Putschist soldiers announced on Wednesday that they had put an “end to the regime in place” in Gabon and placed under “house arrest” President Ali Bongo Ondimba, whose re-election after 14 years in power had just been announced.

Until this coup, condemned by the African Union and France, this oil-rich Central African country had been ruled for more than 55 years by the Bongo family. The opposition regularly denounces the “Bongo dynasty” in a country where corruption is endemic.

In a video message posted on social media where he appears obviously worried, Ali Bongo, 64, calls in English all his “friends around the world to tell them to make noise” about “people who (l)’ stopped”.

But in Libreville or Port-Gentil, the economic capital, happy crowds celebrated “the liberation of Gabon”.

In the working-class Plein Ciel district of Libreville, an AFP staffer saw around 100 people on a bridge, on foot or in cars, shouting, “Bongo out!”. To the sound of horns, they greeted and applauded police in riot gear and face masks.

In Port-Gentil, the economic capital, on the Place du Château d’eau, a popular district and bastion of the opposition, hundreds of people honked their horns shouting “Gabon is liberated”. Some danced with uniformed police and military personnel, reported Ousmane Manga, an independent journalist contacted by telephone by AFP.

Ali Bongo “is retired, he enjoys all his rights. He is a normal Gabonese, like everyone else,” said the head of the presidential guard, who already appears as the new strongman, General Brice Oligui Nguema, to the French newspaper Le Monde.
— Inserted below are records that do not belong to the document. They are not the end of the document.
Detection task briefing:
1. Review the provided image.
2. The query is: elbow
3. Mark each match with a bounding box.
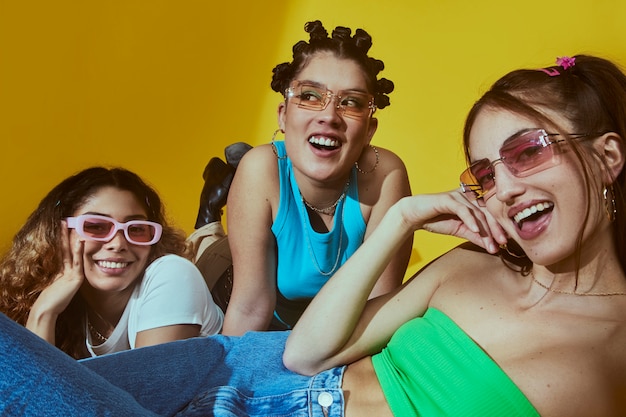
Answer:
[283,350,320,376]
[283,335,326,376]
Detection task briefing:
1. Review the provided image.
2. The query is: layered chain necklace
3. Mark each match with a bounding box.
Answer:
[530,269,626,297]
[87,319,109,345]
[300,179,350,277]
[87,310,110,345]
[300,180,350,216]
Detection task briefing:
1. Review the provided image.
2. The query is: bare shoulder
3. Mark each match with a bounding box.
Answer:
[227,145,279,215]
[408,242,502,277]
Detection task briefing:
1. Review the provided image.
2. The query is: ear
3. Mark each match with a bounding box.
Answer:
[595,132,625,184]
[366,117,378,146]
[276,101,287,132]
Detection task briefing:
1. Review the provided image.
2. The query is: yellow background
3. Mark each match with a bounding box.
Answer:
[0,0,626,274]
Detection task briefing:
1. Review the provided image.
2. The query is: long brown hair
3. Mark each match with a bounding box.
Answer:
[0,167,191,358]
[463,55,626,272]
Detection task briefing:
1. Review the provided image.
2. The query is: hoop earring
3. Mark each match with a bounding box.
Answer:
[354,145,380,174]
[272,129,287,159]
[602,185,617,223]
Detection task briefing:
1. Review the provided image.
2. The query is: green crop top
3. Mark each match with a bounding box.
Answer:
[372,307,539,417]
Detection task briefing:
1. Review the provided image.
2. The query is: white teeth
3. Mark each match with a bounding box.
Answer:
[98,261,128,269]
[309,136,337,148]
[513,203,554,224]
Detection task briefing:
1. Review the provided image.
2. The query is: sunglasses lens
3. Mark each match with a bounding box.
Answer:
[339,92,372,118]
[500,130,557,177]
[128,223,156,243]
[83,218,115,239]
[461,159,494,198]
[289,84,327,110]
[288,84,374,119]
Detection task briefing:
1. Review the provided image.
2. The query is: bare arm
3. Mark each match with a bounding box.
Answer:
[283,191,505,374]
[222,146,279,335]
[26,222,85,345]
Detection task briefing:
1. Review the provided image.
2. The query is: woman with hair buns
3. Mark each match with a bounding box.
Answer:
[223,21,412,335]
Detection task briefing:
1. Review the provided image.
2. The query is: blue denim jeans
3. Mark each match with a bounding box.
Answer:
[0,315,344,417]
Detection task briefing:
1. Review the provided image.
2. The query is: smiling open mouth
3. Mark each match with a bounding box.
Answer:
[513,202,554,229]
[96,261,130,269]
[309,136,339,149]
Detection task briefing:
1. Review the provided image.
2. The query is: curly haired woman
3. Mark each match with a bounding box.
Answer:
[0,167,223,358]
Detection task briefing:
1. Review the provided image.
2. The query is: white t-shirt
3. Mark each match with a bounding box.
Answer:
[85,255,224,356]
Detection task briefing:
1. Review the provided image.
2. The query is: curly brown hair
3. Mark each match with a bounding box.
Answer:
[0,167,192,359]
[463,55,626,271]
[271,20,394,109]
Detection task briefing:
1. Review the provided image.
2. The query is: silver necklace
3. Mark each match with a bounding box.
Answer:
[300,188,349,277]
[530,269,626,297]
[87,319,109,345]
[300,180,350,216]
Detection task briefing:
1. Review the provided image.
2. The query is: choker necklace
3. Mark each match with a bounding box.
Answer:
[530,269,626,297]
[300,179,350,216]
[87,319,109,345]
[300,187,349,277]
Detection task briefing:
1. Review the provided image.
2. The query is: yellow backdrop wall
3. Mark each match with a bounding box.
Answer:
[0,0,626,275]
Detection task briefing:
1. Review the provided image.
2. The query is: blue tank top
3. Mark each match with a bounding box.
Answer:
[272,141,366,328]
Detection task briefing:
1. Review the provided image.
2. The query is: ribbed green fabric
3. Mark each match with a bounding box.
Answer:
[372,308,539,417]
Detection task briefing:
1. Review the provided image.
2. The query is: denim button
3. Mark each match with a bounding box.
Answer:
[317,392,333,407]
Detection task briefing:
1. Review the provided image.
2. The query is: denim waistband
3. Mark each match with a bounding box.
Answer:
[177,366,345,417]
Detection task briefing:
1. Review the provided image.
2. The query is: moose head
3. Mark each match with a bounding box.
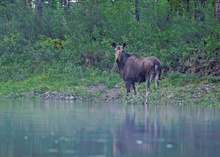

Ali Bongo was elected in 2009 on the death of his father Omar Bongo Ondimba, pillar of “Françafrique”, who had ruled the country for more than 41 years.

The deposed head of state was placed under “house arrest, surrounded by his family and his doctors”, assured the putschists, but one of his sons, Noureddin Bongo Valentin, was arrested in particular for “high treason “.

As well as six other young senior officials of the Presidency, including the director of cabinet of Mr. Bongo and his deputy, advisers to the presidency as well as the numbers one and two of the all-powerful Gabonese Democratic Party (PDG).

General Oligui was carried in triumph by hundreds of soldiers from the Republican Guard, the powerfully armed elite unit and praetorian guard of the Bongos for decades.

He let colonels from different army corps read the communiqués on television all day long, but the putschists should announce in the evening the measures and the duration of the “transition” in the name of which they took power, as well as the name of the person who will lead it.

International reactions to this new coup d’état in a French-speaking African country were quick: China called to “guarantee the security of Ali Bongo”, Washington said it was following the situation very closely, while France, a former colonial power, “condemned the military coup”.

Russia expressed “deep concern” and the African Union “strongly condemned the coup attempt” and called on the military to “guarantee the physical integrity” of the president, his family and his ministers .

Just after the proclamation in the middle of the night of Mr. Bongo’s victory in the presidential election on Saturday with 64.27% of the votes – his main rival Albert Ondo Ossa, collecting 30.77% of the votes and denouncing massive fraud – , a group of a dozen soldiers had appeared on the screens of the Gabon 24 television channel, housed within the presidency itself.

Gathered within the “Committee for the transition and the restoration of institutions (CTRI), they “decided to defend peace by putting an end to the regime in place”, announced a colonel.

“He did not have the right to serve a third term, the Constitution was flouted, the method of election itself was not good. So the army decided to turn the page, to take its responsibilities” , argued General Oligui Nguema to Le Monde.

The military decreed the dissolution of all the country’s institutions and ordered the closure of Gabon’s borders “until further notice”.

The seven men arrested by the putschists, including Bongo’s son, embody the “young guard”, a group of very close and influential advisers to the Head of State since Mr. Bongo’s return from a long convalescence following a stroke in 2018.

The opposition and civil society regularly accused the members of this “young guard” of having become the true leaders of the country because, according to them, Ali Bongo was very weakened by the after-effects of his stroke.

This coup intervened in the middle of a curfew and while the internet was cut, two measures decreed by the government on Saturday before the closing of the polling stations in order to ward off, according to him, possible “violence”.

Internet was restored shortly after 0700 GMT.

Ali Bongo was seeking a third term, reduced from 7 to 5 years, in Saturday’s elections which included three ballots, presidential, legislative and municipal.